Next, we compared the performance of popular sequence-based models like DeepDTA, SimCNN-DTA, and GraphDTA on random splits and CCV splits. The results are reported in Table 4. The performance measured by mean-squared error (MSE) and concordance index (CI) closely resembles the published results for random splits indicating correct reimplementations of all of the methods. From the reported values, it can be seen that there is a significant reduction in performance evidenced by poorer values for all metrics. The MSE increases by at least 2 times on going from random splitting to clustered cross validation. The Pearson correlation between the predicted affinity values and the true affinity values is also very low (sometimes even lower than 0.5), indicating that there is not much of a linear correlation between the two values. This clearly indicates the level of optimism random splits provide for these data sets as compared to more practical situations when the model is exposed to unseen protein–ligand pairs.
Table 4. Comparison of Performances on Random vs CCV Splits for Sequence-Based Models.

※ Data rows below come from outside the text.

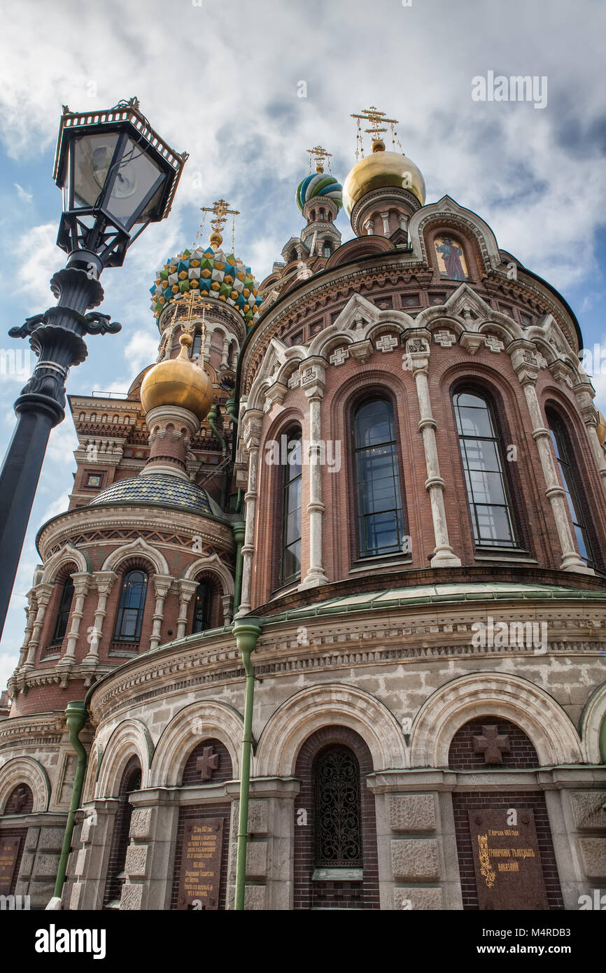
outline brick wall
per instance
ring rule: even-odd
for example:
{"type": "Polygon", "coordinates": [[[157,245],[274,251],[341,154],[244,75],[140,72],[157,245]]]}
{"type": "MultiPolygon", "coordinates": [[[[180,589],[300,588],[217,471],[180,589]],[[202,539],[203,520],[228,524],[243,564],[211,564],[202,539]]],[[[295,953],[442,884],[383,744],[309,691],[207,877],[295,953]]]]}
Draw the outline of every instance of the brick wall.
{"type": "Polygon", "coordinates": [[[325,727],[309,737],[297,758],[295,776],[301,780],[296,799],[296,815],[300,809],[307,814],[306,825],[295,824],[294,844],[294,909],[378,909],[378,861],[376,855],[376,820],[374,798],[366,786],[366,777],[373,773],[371,753],[358,734],[346,727],[325,727]],[[360,766],[360,811],[362,824],[362,882],[312,882],[315,868],[314,781],[313,762],[319,752],[332,744],[349,747],[360,766]]]}
{"type": "Polygon", "coordinates": [[[195,818],[208,819],[209,817],[223,818],[223,844],[221,847],[221,879],[219,885],[219,909],[226,908],[226,897],[228,890],[228,856],[230,850],[230,804],[215,804],[212,806],[193,805],[179,810],[179,823],[177,825],[177,842],[175,847],[175,865],[172,879],[172,893],[170,896],[170,908],[179,908],[179,880],[181,876],[181,860],[183,855],[183,843],[185,839],[185,828],[188,821],[195,818]]]}
{"type": "Polygon", "coordinates": [[[469,811],[488,809],[507,810],[508,808],[516,808],[518,812],[523,809],[530,809],[533,811],[549,908],[563,909],[564,901],[557,875],[545,797],[541,791],[524,790],[511,790],[499,794],[495,794],[494,791],[479,791],[452,795],[463,909],[477,910],[479,908],[469,811]]]}

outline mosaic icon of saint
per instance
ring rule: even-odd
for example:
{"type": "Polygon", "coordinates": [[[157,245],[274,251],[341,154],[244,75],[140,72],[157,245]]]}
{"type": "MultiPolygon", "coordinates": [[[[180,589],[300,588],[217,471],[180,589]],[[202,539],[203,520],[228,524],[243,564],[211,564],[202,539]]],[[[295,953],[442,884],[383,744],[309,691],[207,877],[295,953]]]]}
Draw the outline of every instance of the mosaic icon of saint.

| on Davis | RMSER | RMSEC | CIR | CIC | Pearson RR | Pearson RC |
|---|---|---|---|---|---|---|
| DeepDTA | 0.489 | 0.790 | 0.884 | 0.763 | 0.841 | 0.477 |
| SimCNN-DTA | 0.548 | 0.825 | 0.855 | 0.739 | 0.808 | 0.456 |
| GraphDTA(GIN) | 0.478 | 0.854 | 0.886 | 0.670 | 0.844 | 0.314 |
| On KIBA | RMSER | RMSEC | CIR | CIC | RR | RC |
| DeepDTA | 0.423 | 0.764 | 0.860 | 0.673 | 0.864 | 0.497 |
| SimCNN-DTA | 0.484 | 0.729 | 0.827 | 0.657 | 0.822 | 0.422 |
| GraphDTA(GIN) | 0.383 | 0.721 | 0.883 | 0.658 | 0.885 | 0.511 |
Represents performance on random split.
Represents performance on clustered cross-validation split.
In Figure 2, we showcase the results of random vs CCV for both structure-based (Pafnucy and Smina on PDBBind data set) and sequence-based methods (DeepDTA, GraphDTA, and SimCNN-DTA on Davis and KIBA data sets) for a visualization of overall performances. Figure 2a clearly showcases that there is a much greater drop in performance when switching from random splitting to sequence similarity CCV for models trained and tested on Davis and KIBA data sets (sequence-based) when compared to those trained and tested on PDBbind (structure-based). This clearly indicates that structure-based methods (Pafnucy) are more generalizable to novel protein–ligand targets evidenced by their overall performance in the CCV splits. This is also in agreement with the intuition that binding affinity depends on the 3D interactions between the two molecules and therefore structural information is required to make predictions for novel complexes. Figure 2b compares CCV and random splitting performance for all of the individual methods used in this study. It is noticeable that there is a significant drop in CCV for deep learning models when compared to their random splitting counterparts, while it remains largely the same for Smina. Since Smina is a non-deep learning scoring function, it remains unaffected by the type of splits used to evaluate the performance. On the other hand, you can clearly see the level of overoptimism deep learning functions on the random split.
Figure 2.
Random splitting vs sequence-based clustered cross-validation performance for all of the models across various data sets used in this study (left) and random splitting vs sequence similarity-based clustered cross-validation performance comparison for all methods (right).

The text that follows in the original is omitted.